CJM: During the '60s, when there was a certain so-called resurgence of black awareness, I attended a number of poetry readings where people read poems about being black in America, poems that to me were naive. I say "resurgence" out of deference to the Harlem Renaissance, a period where writers were more direct in writing about the black experience, and yet naive, because those white poets had no frame of reference to describe that experience. I knew I could do better. Frequently, people ask me, "Well, how did you suddenly become a poet?" I don't think I suddenly became a poet. I grew up in a family of strong storytellers--I learned to tell stories. I refer to my mother as queen of the metaphor. She can offer a metaphor for most anything in a second--usually when she's talking about somebody--and certainly she inaugurated me into Shakespeare early on, quoting him for everything from straightforward questions of "what's that?" to answers about the meaning of life in general. I grew up during World War II, when the men in my family were in the military, and I was surrounded by women. My mother had several sisters and they were all storytellers. I grew up in a hurry with those women, ready or not. Then, in high school and college, I studied drama and speech pathology, both of which required a certain degree of storytelling. As a speech pathologist, I used stories to help people access the way that they spoke before damage to their neurological systems. So, I was already accustomed to storytelling. All of that helped shape me as a poet, but I wouldn't say it was a sudden decision.

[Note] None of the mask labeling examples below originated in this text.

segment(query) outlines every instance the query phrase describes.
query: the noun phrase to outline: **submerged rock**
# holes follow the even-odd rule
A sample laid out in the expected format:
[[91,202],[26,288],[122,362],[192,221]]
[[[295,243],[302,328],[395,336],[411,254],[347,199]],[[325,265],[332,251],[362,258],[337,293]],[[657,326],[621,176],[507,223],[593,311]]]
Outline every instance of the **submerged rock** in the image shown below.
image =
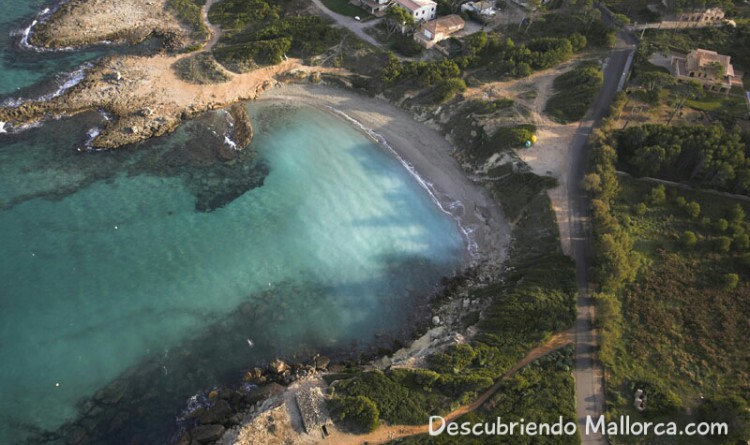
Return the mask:
[[203,425],[195,427],[190,432],[190,437],[201,444],[216,442],[224,435],[224,425]]
[[250,122],[250,115],[242,104],[234,104],[229,108],[229,114],[234,119],[234,142],[237,144],[237,149],[242,150],[253,140],[253,126]]
[[282,360],[276,359],[272,361],[268,365],[268,370],[273,372],[274,374],[282,374],[284,371],[289,369],[286,363],[284,363]]

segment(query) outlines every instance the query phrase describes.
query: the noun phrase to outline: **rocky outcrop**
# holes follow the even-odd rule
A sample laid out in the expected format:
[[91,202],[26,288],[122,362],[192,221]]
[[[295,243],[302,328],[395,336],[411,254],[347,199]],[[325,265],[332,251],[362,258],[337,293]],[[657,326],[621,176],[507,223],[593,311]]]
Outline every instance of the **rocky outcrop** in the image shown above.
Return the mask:
[[250,122],[250,115],[242,104],[234,104],[229,107],[229,114],[234,120],[234,133],[232,137],[237,147],[241,150],[253,140],[253,125]]
[[153,37],[168,51],[189,46],[188,29],[165,6],[166,0],[71,0],[32,29],[29,43],[54,49]]

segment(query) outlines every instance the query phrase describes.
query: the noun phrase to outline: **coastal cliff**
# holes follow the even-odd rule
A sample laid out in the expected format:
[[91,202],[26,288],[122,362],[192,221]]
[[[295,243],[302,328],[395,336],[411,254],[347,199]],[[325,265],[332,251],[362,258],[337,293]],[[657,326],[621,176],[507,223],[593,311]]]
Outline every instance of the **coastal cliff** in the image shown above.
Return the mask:
[[[57,97],[0,107],[0,122],[12,129],[101,110],[109,120],[90,146],[115,149],[171,133],[197,114],[255,99],[276,84],[279,74],[302,71],[306,76],[309,69],[289,59],[277,66],[235,75],[222,84],[195,85],[180,79],[172,69],[179,59],[166,55],[105,58],[88,69],[78,85]],[[249,117],[239,109],[232,114],[237,122],[234,137],[238,146],[244,147],[252,138]]]

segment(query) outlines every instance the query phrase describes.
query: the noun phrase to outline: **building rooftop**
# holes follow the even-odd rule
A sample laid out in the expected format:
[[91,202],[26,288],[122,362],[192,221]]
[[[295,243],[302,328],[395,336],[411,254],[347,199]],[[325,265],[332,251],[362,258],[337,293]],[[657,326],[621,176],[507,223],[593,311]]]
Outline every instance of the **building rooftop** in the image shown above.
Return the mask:
[[464,19],[456,14],[451,14],[435,20],[430,20],[429,22],[425,23],[423,27],[426,30],[430,31],[433,35],[436,35],[440,33],[447,34],[450,32],[455,32],[458,29],[463,28],[464,25]]
[[412,12],[425,6],[437,6],[432,0],[396,0],[396,3]]
[[690,71],[704,68],[709,63],[719,63],[724,67],[724,75],[734,77],[734,67],[730,62],[731,58],[716,51],[707,49],[694,49],[687,55],[687,69]]

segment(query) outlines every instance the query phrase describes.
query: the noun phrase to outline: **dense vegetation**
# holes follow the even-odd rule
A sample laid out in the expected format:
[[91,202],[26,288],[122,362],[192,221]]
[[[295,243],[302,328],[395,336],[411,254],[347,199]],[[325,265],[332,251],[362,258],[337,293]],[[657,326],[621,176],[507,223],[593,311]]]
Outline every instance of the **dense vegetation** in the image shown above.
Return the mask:
[[191,49],[197,49],[208,38],[208,29],[201,16],[201,8],[205,4],[206,0],[167,0],[167,9],[192,29],[196,44]]
[[[562,416],[565,422],[575,419],[575,382],[570,373],[573,348],[566,347],[542,357],[510,377],[498,392],[477,411],[461,416],[458,423],[503,422],[533,419],[554,424]],[[487,437],[428,435],[413,436],[392,442],[401,445],[479,445],[479,444],[539,444],[574,445],[580,443],[576,435],[520,436],[518,434]]]
[[596,100],[603,83],[604,74],[598,62],[582,63],[555,79],[555,94],[544,111],[560,122],[579,121]]
[[750,192],[749,140],[719,125],[644,125],[614,137],[620,165],[637,175],[742,194]]
[[[455,345],[433,355],[429,370],[391,369],[330,376],[329,380],[338,380],[333,385],[336,412],[353,413],[343,418],[357,417],[356,413],[363,411],[360,398],[365,398],[374,402],[379,419],[424,424],[430,415],[446,413],[469,403],[531,348],[573,323],[573,263],[560,248],[554,213],[545,193],[550,184],[534,178],[539,177],[528,173],[515,180],[509,179],[504,185],[493,185],[500,195],[504,186],[514,184],[515,191],[519,192],[514,197],[517,223],[510,248],[509,272],[503,281],[470,293],[472,299],[489,302],[485,317],[479,322],[480,334],[469,344]],[[533,375],[524,372],[522,377],[511,380],[507,392],[501,390],[501,395],[488,406],[510,409],[510,403],[521,395],[522,388],[531,385],[540,387],[540,398],[527,400],[523,413],[526,409],[545,412],[547,417],[554,414],[555,419],[561,413],[566,415],[573,406],[571,361],[569,357],[555,357],[555,362],[560,362],[558,369],[564,373],[556,377],[560,381],[543,381],[536,370],[529,371]],[[557,383],[561,386],[555,388]],[[549,400],[544,400],[543,394],[547,391],[556,391],[555,403],[567,408],[561,411],[551,408]],[[568,395],[560,397],[559,391],[568,391]],[[517,408],[521,410],[521,405]],[[513,413],[518,410],[514,408]],[[361,418],[362,422],[355,425],[355,429],[369,429],[373,416]]]
[[209,20],[224,31],[217,60],[235,71],[280,63],[287,53],[314,56],[341,38],[321,18],[287,12],[273,0],[224,0],[211,7]]
[[[613,112],[621,106],[622,100]],[[750,362],[743,357],[750,331],[750,224],[745,218],[750,206],[699,191],[620,180],[614,145],[623,133],[611,132],[608,123],[604,129],[595,138],[584,186],[593,195],[599,357],[608,375],[608,412],[680,424],[727,422],[728,437],[694,438],[693,443],[747,440]],[[633,129],[629,137],[651,130],[657,129]],[[719,131],[662,130],[675,130],[687,146],[694,131]],[[636,389],[648,396],[643,413],[631,406]],[[610,439],[657,443],[654,437]]]
[[[525,77],[568,60],[579,50],[570,38],[538,37],[528,43],[516,43],[498,34],[478,32],[464,39],[464,48],[454,59],[463,69],[486,68],[495,78]],[[585,43],[583,44],[585,46]]]
[[731,56],[732,63],[739,67],[750,68],[750,23],[747,22],[738,23],[737,27],[648,30],[644,39],[650,52],[672,49],[687,53],[695,48],[707,48]]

JLH: In several of your essays, you reference early influences in your development as a writer, including the storytelling you heard in your grandmother's house. Would you talk a little more about that influence?

CJM: As I said, my mother had several sisters and they were all storytellers. They would gather at my grandmother's house--sometimes having dinner and sometimes just to come over to see how she was doing--and I would hide under the dining-room table and listen to them until they caught me and made sure I was out of the room. Some evenings, my grandfather would come home from work and read to me, but after he died in the mid-'40s, I was likely to go into the attic and listen to records on my grandmother's wind-up Victrola. These were records from at least a decade earlier, and I mimicked conversations. So I spent a lot of time alone, and the storytelling became a part of me, both the way I was educated as well as the way I was amused. Most of my early poems were narratives, and I still prefer narrative poetry.

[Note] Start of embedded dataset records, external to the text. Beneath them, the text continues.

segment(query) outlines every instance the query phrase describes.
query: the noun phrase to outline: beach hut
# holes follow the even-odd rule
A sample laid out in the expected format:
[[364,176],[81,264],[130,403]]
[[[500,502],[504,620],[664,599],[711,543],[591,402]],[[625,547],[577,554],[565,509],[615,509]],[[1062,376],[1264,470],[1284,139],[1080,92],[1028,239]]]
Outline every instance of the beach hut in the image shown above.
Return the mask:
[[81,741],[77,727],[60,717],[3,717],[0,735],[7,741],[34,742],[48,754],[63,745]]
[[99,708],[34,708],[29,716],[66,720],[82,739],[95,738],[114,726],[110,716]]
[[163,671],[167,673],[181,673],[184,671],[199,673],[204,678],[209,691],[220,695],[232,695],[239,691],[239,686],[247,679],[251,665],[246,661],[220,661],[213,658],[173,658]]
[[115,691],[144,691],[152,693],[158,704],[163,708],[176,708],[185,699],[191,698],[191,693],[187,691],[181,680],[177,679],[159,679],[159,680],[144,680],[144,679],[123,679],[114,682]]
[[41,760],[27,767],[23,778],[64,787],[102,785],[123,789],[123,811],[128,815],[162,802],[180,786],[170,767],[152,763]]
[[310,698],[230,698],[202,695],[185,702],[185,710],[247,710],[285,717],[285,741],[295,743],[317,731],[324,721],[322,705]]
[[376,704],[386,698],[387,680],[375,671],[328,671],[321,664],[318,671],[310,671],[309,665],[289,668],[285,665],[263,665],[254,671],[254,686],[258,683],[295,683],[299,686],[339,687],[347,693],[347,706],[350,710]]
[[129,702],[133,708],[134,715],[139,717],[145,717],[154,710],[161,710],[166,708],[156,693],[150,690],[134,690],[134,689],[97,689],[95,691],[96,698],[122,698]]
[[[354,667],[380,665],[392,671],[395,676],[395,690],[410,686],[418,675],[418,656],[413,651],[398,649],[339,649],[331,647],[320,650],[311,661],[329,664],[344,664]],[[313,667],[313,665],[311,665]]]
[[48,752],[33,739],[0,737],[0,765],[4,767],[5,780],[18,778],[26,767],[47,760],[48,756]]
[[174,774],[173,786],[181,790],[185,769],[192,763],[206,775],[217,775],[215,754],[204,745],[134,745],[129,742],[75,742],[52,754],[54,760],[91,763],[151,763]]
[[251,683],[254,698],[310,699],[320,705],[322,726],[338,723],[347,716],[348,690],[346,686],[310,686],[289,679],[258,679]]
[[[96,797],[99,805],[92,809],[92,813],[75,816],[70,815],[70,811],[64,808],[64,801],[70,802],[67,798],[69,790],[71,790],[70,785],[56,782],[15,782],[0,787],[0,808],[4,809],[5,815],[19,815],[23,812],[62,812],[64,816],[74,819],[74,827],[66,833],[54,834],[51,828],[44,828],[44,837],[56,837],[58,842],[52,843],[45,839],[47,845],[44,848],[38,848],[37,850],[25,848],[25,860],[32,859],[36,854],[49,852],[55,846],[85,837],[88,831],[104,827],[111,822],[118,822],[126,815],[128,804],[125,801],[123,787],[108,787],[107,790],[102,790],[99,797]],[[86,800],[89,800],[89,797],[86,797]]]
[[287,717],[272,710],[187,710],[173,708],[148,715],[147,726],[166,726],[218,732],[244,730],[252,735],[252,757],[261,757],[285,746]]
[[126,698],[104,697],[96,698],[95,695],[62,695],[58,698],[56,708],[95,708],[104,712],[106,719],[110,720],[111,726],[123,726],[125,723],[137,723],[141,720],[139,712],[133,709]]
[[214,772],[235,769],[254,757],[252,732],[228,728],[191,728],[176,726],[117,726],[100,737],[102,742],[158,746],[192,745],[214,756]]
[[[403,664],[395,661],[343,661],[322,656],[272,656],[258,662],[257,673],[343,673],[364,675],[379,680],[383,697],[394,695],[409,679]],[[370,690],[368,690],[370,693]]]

JLH: Was that also when you developed your fascination with language?

CJM: I'm sure it was. In a way, I listened to two levels of English: my grandmother's homespun stories, passed to her from her mother, and my mother's acquired stories, culled from what she'd studied in college. Make that three levels--all of the 78-rpm recordings and the radio shows I listened to--I learned to listen, rather than watch the world unfold as this generation does with television and the media.

I practiced a lot of sounds from other languages in front of that mirror when I was doing nonsense syllables, but I think the real fascination was the power that language held when those women talked, and when they could hold such a court because they were so skilled at unraveling or weaving a story. That was fascinating to me. So I spent a lot of time listening, and I think that listening helped me understand the importance of language. And my grandfather read me stories about people in far away places; my grandfather had a library of books, most of which my favorite aunt, Jennie, inherited. I grew up with those books and how they could make me "see" stories take shape through words. By the time I became a speech pathologist and I worked with people who had been neurologically impaired, I really became aware of how important language was and how impatient people are when they can't find the words they want. Everyone expects you to be able to talk, to "spit it out," so to speak. It is that connection we have between the word, the spoken word, and the self.